Model evaluation for explanatory model
# fit my explanatory model
explain <- lm(area ~ DMC + DC + DMC:DC + temp + wind + season, data = data)
# function for roo meak squared error
rmse <- function(error) {sqrt(mean(error ^ 2))}
rmse(explain$residuals)
## [1] 1.363455
For model evaluation for my predictive model, I decided to use K(10) fold cross validation to estimate my predictive model error. Cross Validation involves partitioning the data into an explicit training dataset used to prepare the model and an unseen test dataset used to evaluate the models performance un unseen data. Below, I used cross validation that I partitioned the forest fires into 10 sub dataset so that some is used for traning and the rest used for validating the model accuracy.
# define training control
train_control <- trainControl(method = "cv", number = 10)
# train the model
cv_mod <- train(area ~ DMC + temp + wind + season, data = data, trControl = train_control, method = "lmStepAIC")
and now with cross validation it train the data based on my intial predictive model, which resulted in many combinations of variables. And based on the biggest AIC, I can go ahead and pick the best model. Also, AIC is used here before it can reflect the bias and variance trade-off, as it is very sensitive in preditive models. We want to contrain the number of total predictors without hurting the model accuracy too much.
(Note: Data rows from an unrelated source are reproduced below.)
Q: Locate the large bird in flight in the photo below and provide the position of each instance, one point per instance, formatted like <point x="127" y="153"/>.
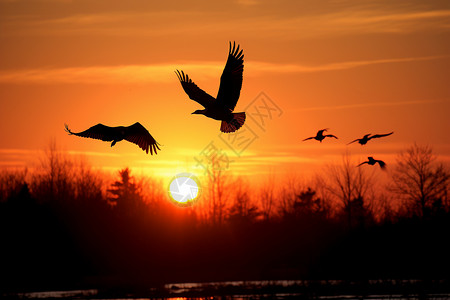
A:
<point x="368" y="137"/>
<point x="136" y="134"/>
<point x="373" y="161"/>
<point x="320" y="136"/>
<point x="220" y="108"/>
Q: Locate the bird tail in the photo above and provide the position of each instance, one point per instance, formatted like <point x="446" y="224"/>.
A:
<point x="67" y="129"/>
<point x="235" y="123"/>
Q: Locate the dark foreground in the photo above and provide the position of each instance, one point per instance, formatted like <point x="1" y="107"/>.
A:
<point x="280" y="289"/>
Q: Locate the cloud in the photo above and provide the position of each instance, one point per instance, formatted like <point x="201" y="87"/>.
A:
<point x="160" y="73"/>
<point x="372" y="104"/>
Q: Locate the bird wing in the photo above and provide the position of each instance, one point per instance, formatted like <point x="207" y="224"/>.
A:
<point x="330" y="135"/>
<point x="353" y="141"/>
<point x="193" y="91"/>
<point x="99" y="132"/>
<point x="137" y="134"/>
<point x="380" y="135"/>
<point x="231" y="79"/>
<point x="381" y="163"/>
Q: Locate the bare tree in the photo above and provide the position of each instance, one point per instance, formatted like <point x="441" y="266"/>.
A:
<point x="352" y="187"/>
<point x="53" y="179"/>
<point x="219" y="190"/>
<point x="267" y="198"/>
<point x="126" y="193"/>
<point x="420" y="180"/>
<point x="11" y="183"/>
<point x="243" y="209"/>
Overall, it was fun exploring this challenging dataset. I like how there are 2 different aspects to building the models for different use. For my explanatory model, temperature, wind, season, DMC, DMC:DC, DC resulted in relatively accurate goodness of fit, meaning that they do have a somewhat strong explanatory power on the burned area. On the other, I wish I had more time to play with the predictive model, as in the end, I did detect many influential points and outliers that seem like they need to be eliminate from the model for a higher accuracy, and also the linearity assumption was not met by my current model, in that sense, I also need ot go back and transform some independent variable and repeat all these steps until all my assumptions are somewhat met.